The good news is Mondo Media regained control, focused on a core competency, and is one of the most successful YouTube channels today. The Co-founder and Chief Executive Officer is doing what he truly loves – being a creative director and curating animated shows for licensing.
It was a fun ride with lots of twists and turns and career growth.
Be a Go-Giver
I latched onto the phrase “Go-Giver” in an article, The Key to Influencing Others, by Brian Tracy. It is about being a giver, becoming a friend in order to be a successful salesperson. Here are the salient points:
– Do Nice Things For Others
– See Them As Friends and Partners
– Send Thank You Notes
– Be A Go-Giver Rather Than A Go-Getter
– Be Open and Empathetic
– Really Listen to Others
This reminded me of the book, Love is the Killer App, How to Win Business and Influence Friends, written by Tim Sanders, who was Yahoo!’s Leadership Coach and prior to that, Chief Solutions Officer. I heard Tim speak at the Churchill Club during the Dot Com heyday and fully subscribe to the approach that if you share your knowledge and give of yourself, you will find professional success.

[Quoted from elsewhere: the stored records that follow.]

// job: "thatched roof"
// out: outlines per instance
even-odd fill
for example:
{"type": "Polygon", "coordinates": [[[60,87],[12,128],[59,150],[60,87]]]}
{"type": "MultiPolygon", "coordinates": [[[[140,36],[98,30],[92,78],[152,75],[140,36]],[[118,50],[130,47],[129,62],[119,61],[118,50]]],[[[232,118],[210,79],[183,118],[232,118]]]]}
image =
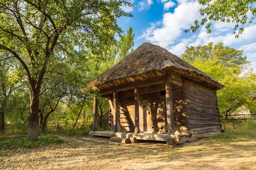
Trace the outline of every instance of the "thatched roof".
{"type": "Polygon", "coordinates": [[[112,68],[93,79],[87,86],[101,90],[127,82],[172,72],[219,89],[224,86],[205,73],[166,49],[151,43],[143,43],[112,68]]]}

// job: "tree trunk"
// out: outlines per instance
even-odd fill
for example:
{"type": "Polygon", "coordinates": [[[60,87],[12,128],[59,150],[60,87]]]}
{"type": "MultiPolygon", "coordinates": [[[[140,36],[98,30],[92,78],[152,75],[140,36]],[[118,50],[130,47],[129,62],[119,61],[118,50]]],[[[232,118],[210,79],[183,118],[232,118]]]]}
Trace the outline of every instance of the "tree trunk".
{"type": "Polygon", "coordinates": [[[42,132],[44,133],[45,132],[46,127],[44,124],[44,115],[43,115],[43,113],[40,113],[40,121],[39,122],[39,123],[40,124],[40,129],[42,132]]]}
{"type": "Polygon", "coordinates": [[[27,136],[28,141],[36,141],[38,139],[38,109],[39,93],[38,90],[30,91],[30,109],[28,117],[27,136]]]}
{"type": "Polygon", "coordinates": [[[4,133],[4,112],[3,108],[0,108],[0,132],[4,133]]]}
{"type": "Polygon", "coordinates": [[[101,105],[100,108],[100,115],[99,116],[99,126],[100,128],[102,128],[102,116],[103,116],[103,111],[102,108],[102,105],[101,105]]]}

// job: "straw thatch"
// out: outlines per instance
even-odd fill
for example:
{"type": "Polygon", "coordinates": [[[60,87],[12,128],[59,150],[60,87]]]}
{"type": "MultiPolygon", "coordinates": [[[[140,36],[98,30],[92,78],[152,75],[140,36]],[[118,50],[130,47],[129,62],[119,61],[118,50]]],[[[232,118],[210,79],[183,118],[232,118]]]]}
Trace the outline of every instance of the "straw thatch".
{"type": "Polygon", "coordinates": [[[93,79],[87,86],[101,90],[173,72],[219,89],[224,86],[218,81],[165,48],[151,43],[143,43],[119,63],[93,79]]]}

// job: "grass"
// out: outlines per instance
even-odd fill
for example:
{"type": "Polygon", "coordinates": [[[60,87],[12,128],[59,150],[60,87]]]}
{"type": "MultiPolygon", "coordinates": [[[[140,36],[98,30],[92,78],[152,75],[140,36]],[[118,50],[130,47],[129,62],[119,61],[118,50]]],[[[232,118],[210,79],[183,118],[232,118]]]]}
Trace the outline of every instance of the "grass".
{"type": "Polygon", "coordinates": [[[32,147],[40,145],[63,143],[64,142],[64,140],[58,138],[56,135],[52,134],[39,136],[38,140],[37,141],[28,141],[26,137],[22,137],[18,139],[9,140],[0,142],[0,149],[13,149],[20,147],[32,147]]]}
{"type": "Polygon", "coordinates": [[[235,129],[227,124],[225,133],[175,148],[160,143],[111,145],[109,138],[61,136],[67,142],[60,144],[0,150],[0,169],[256,169],[256,130],[248,124],[237,124],[235,129]]]}

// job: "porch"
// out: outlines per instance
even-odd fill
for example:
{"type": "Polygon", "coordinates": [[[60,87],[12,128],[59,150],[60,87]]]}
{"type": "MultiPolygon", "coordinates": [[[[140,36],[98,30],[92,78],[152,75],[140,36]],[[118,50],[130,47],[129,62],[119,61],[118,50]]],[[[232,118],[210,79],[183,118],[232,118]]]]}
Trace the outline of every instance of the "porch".
{"type": "MultiPolygon", "coordinates": [[[[118,137],[127,139],[131,143],[140,140],[165,141],[167,144],[175,144],[184,143],[189,140],[194,140],[191,138],[191,133],[169,135],[168,133],[140,132],[140,133],[134,132],[114,132],[113,130],[93,131],[89,132],[89,135],[99,136],[118,137]]],[[[126,140],[127,141],[127,140],[126,140]]]]}

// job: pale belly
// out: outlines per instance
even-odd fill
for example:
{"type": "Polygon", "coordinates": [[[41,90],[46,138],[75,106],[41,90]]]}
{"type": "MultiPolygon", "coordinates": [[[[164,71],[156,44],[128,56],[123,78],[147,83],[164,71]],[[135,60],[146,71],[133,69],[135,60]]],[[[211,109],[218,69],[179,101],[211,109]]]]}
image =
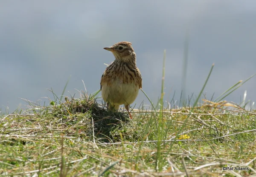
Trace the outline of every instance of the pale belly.
{"type": "Polygon", "coordinates": [[[112,105],[130,104],[136,99],[139,93],[139,86],[135,84],[124,83],[116,80],[111,85],[102,86],[102,94],[105,102],[112,105]]]}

Now, more than ever, this approach can create the kind of trust needed when a home buyer or seller, in many cases, embarks on the biggest transaction of their life. How do you “give?” Here’s what Tim Sanders suggests:
“It starts with amassing as much usable knowledge as possible…”
So, if you stay on top of your game as a subject matter expert, community news, local issues, etc. and send clips relevant to your prospects — just a quick note will do, such as “Saw this and thought of you” — you will begin to cultivate trust and friendship.
Tim’s approach “…follows with an emphasis on networking to the extreme.” You probably already network with local politicians and business leaders, get involved with charity events and find other ways to become a prominent thought leader and give to your community.
I have applied this approach in my community through volunteering, joining boards and have become visible and recognisable as a leader – by default.
Sanders concludes by advocating a true “mindset of compassion,” which he says involves sharing knowledge with his contacts and “ultimately helping anyone who in one way or another may ultimately help you.”
This approach certainly fits with my modus operandi and I made it my business to treat people this way.